The company reported monthly rental turnover prices rose by 10.2 per cent, or approximately $142, in the three months that ended Mar. 31, driven mostly by strong demand in B.C., Ontario and Nova Scotia.

“When you're seeing these rising quarterly rents, it's because we've been through some very difficult times,” CAPREIT Chief Executive Officer Mark Kenney said in an interview on Tuesday. “While Canadian home prices were surging during the pandemic, rental rates were falling quite severely.”

Since then, the rental market has seen a recovery and the company’s rental occupancies ticked higher to 98 per cent from 97.3 per cent in the quarter.

“We did, I think, quite a good job during the pandemic of maintaining robust occupancy at our deepest, most dark time of competition. We hit close to four per cent vacancy but things have been strong,” Kenney said.

Despite a recent cooling in the housing market, surging home prices have become out of reach for many homebuyers, which has led to high demand for rental units, the company said in a press release on Monday.

CAPREIT operates around 67,000 units in Canada and Europe, Kenney said, including manufactured home sites, which are land lease communities where residents can own a home and lease the land they live on.

Manufactured home sites are a potential solution for improving housing affordability, Kenney said.

While the company brought in higher rental income, total operating expenses surged by almost 16 per cent year-over-year, mainly due to higher hydro-related costs.

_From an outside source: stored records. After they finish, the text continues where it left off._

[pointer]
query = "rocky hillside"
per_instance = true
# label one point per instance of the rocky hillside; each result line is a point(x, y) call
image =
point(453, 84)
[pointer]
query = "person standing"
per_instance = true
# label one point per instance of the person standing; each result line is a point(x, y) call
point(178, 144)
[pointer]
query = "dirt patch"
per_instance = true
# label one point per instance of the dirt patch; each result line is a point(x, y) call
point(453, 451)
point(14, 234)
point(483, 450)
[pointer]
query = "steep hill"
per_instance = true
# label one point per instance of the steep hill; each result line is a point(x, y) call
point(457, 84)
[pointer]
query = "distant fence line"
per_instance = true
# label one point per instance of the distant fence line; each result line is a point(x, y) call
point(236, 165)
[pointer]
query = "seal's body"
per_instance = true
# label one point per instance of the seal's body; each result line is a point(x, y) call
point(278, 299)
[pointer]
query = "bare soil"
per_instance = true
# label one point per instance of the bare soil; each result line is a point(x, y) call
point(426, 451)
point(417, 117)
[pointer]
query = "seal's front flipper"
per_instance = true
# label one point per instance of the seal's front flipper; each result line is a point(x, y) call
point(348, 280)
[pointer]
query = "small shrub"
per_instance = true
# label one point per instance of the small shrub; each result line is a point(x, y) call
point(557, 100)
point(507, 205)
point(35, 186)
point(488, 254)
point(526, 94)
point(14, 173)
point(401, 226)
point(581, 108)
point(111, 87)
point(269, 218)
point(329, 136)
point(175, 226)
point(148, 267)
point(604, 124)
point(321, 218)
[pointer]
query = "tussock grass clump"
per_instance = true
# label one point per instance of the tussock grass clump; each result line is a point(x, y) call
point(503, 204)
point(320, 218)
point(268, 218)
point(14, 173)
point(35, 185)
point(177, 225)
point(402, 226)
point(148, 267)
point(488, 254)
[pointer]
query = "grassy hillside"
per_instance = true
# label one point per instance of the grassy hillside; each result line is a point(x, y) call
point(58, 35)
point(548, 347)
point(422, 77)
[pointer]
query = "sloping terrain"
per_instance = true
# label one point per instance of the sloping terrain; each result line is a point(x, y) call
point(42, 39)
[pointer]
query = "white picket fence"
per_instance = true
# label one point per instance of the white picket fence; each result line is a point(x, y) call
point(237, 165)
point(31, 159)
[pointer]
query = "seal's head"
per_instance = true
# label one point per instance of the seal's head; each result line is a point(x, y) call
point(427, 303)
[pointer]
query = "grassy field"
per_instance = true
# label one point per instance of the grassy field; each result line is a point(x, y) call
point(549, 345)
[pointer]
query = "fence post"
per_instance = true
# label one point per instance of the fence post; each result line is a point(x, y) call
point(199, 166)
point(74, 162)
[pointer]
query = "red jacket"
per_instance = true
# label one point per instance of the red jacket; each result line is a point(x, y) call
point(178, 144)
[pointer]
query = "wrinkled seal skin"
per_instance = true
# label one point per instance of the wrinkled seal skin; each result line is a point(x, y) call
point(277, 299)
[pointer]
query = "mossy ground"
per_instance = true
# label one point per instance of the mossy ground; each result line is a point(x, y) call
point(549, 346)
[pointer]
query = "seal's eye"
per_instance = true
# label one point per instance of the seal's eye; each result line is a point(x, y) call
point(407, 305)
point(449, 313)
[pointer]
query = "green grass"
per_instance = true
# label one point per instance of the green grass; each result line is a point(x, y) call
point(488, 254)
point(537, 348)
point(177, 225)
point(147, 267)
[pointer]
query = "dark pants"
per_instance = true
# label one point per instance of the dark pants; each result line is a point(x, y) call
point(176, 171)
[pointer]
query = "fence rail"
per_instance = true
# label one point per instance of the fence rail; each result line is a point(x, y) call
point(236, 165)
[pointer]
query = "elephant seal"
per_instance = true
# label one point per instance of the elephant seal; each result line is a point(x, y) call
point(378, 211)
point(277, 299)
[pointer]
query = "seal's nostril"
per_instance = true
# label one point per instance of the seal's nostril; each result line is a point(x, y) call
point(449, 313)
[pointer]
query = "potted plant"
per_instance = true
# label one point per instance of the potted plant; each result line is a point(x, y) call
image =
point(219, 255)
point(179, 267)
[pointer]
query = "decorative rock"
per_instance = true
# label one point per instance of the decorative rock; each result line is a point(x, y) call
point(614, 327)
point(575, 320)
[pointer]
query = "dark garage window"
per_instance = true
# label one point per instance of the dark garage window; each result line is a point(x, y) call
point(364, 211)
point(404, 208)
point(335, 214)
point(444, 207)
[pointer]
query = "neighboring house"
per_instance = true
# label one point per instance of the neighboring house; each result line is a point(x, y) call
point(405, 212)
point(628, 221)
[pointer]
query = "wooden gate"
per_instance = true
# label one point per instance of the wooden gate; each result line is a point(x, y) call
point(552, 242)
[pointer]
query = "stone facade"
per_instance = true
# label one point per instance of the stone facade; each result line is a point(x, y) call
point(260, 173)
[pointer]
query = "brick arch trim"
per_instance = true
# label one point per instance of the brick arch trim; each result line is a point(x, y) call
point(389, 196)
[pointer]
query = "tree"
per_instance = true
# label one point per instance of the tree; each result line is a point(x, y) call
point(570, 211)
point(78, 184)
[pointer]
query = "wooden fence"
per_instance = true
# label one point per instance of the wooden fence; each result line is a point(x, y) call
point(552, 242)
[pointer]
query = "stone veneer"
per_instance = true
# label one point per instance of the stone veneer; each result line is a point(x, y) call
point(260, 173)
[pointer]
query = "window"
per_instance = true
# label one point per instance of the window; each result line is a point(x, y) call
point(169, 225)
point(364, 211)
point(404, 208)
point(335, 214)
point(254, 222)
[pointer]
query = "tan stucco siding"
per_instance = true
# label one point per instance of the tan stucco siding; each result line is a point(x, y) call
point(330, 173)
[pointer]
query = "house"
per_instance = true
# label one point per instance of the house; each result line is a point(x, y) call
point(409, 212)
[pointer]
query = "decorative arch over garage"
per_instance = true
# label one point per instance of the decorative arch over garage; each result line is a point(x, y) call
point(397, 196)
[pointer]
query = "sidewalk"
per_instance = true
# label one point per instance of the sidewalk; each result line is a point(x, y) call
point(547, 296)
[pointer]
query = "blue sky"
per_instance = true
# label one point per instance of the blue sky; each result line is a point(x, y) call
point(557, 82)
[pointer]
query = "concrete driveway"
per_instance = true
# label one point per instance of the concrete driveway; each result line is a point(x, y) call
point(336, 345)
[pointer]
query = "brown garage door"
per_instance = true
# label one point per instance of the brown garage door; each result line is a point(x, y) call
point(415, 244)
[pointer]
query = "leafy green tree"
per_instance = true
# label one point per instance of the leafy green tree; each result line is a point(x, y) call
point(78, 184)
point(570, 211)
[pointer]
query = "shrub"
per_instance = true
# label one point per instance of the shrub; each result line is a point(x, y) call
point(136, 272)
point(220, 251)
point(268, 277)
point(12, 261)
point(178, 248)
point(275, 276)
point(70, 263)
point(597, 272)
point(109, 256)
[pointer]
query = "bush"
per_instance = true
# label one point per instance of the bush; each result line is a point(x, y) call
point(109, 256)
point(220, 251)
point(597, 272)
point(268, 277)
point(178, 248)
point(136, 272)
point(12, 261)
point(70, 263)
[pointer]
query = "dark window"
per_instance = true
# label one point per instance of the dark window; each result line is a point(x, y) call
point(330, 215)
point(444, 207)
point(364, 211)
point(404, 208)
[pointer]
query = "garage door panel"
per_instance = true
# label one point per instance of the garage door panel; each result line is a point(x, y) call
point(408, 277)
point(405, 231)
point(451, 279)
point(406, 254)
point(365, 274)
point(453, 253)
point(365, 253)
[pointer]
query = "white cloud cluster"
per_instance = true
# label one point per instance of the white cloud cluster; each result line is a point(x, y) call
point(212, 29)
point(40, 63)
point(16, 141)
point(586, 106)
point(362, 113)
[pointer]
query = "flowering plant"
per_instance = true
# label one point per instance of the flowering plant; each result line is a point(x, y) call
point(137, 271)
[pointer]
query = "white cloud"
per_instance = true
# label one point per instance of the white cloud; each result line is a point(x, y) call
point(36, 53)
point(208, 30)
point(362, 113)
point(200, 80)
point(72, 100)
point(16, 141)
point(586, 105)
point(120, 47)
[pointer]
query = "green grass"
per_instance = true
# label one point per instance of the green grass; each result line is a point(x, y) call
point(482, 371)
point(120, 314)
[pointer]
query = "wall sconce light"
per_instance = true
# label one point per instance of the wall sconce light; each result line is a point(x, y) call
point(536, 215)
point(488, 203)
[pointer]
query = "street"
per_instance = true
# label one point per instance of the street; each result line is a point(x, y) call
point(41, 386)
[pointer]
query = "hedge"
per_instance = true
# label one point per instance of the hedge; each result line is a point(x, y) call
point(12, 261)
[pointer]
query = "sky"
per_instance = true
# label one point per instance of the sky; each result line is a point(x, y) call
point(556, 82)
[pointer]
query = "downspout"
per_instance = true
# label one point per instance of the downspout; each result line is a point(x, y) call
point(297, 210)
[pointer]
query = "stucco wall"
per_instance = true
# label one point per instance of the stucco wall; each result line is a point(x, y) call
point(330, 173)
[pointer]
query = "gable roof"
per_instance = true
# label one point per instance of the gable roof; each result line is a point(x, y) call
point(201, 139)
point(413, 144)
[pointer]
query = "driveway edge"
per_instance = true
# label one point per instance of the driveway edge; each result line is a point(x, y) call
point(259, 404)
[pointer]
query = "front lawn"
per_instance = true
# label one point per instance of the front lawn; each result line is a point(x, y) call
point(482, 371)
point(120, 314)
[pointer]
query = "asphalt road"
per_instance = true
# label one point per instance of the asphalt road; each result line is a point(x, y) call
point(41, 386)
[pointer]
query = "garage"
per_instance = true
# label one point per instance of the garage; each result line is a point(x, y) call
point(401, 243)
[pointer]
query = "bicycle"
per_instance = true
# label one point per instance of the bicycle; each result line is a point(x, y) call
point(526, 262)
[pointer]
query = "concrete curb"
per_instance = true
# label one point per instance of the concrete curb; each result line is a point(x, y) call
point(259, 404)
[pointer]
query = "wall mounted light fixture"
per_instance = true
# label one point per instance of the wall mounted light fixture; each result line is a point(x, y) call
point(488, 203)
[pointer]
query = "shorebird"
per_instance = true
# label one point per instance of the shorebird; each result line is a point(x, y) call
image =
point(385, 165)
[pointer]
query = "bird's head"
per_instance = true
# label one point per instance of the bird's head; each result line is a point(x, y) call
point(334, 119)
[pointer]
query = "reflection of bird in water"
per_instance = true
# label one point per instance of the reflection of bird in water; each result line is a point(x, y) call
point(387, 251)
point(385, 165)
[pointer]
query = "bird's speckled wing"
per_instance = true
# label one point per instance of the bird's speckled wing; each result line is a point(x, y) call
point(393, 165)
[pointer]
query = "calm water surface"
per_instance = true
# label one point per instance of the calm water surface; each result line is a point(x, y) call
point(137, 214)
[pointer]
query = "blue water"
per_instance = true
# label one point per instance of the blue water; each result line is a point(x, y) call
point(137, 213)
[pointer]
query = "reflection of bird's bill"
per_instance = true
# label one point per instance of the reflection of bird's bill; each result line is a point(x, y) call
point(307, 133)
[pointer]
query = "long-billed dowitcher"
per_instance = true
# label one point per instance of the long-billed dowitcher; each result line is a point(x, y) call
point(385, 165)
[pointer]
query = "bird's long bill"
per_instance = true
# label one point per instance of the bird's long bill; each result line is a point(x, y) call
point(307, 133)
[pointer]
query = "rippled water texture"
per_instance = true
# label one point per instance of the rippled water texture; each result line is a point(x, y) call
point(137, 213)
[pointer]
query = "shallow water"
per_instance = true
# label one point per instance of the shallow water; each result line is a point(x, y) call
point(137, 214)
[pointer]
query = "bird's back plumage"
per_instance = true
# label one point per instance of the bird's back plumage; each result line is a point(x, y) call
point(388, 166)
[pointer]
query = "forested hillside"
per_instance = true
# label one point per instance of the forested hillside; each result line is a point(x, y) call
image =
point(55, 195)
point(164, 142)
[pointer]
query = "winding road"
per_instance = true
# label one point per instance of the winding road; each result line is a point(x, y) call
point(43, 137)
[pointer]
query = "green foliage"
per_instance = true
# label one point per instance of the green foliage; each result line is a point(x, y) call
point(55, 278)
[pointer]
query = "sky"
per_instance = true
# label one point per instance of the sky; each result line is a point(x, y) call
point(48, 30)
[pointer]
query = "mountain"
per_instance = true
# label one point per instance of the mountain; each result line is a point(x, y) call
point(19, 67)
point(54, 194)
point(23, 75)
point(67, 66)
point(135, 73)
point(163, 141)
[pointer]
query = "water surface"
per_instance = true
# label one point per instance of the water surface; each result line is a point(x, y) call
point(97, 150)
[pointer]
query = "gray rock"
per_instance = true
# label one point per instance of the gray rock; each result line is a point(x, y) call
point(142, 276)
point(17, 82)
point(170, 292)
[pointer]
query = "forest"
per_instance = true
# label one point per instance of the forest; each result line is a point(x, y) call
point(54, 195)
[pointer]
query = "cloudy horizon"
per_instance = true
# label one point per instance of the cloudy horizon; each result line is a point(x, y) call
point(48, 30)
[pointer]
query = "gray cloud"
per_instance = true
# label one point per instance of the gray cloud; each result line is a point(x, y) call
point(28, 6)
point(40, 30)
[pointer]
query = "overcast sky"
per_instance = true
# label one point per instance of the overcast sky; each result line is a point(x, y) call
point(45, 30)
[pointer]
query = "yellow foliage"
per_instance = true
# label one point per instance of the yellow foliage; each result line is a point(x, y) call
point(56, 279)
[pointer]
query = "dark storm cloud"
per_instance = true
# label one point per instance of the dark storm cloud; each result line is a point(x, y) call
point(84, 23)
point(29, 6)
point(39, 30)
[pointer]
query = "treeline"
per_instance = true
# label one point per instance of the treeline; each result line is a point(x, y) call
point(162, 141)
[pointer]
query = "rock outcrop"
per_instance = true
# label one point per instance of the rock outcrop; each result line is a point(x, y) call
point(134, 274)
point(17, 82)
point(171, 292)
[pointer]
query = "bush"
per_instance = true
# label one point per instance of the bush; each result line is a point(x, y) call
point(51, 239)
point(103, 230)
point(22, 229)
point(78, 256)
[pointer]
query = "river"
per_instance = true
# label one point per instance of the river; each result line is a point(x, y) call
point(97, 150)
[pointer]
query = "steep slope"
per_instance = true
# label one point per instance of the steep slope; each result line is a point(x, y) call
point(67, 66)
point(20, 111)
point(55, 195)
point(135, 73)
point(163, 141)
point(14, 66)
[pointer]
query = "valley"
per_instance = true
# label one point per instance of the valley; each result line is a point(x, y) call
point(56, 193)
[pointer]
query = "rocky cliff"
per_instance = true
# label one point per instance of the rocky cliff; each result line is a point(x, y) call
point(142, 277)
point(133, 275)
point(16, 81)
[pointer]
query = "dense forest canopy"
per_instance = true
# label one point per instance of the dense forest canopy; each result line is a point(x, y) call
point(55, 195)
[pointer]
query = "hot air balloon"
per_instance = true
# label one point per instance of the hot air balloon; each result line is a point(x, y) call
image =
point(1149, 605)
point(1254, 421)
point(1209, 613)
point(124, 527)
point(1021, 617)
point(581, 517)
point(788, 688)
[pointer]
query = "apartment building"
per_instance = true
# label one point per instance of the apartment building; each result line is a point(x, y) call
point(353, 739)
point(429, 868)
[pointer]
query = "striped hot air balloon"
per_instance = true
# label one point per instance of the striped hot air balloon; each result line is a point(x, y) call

“Higher utilities were driven mostly by natural gas price increases. Other operating expenses were impacted by higher boiler and weather-related maintenance costs as well as snow removal costs” Jimmy Shan, an analyst at RBC Dominion Securities, wrote in a Monday note to clients.

On Tuesday, Shan maintained his outperform rating (the equivalent of a buy) on CAPREIT’s stock but reduced his 12-month price target to $66 from $69 per unit.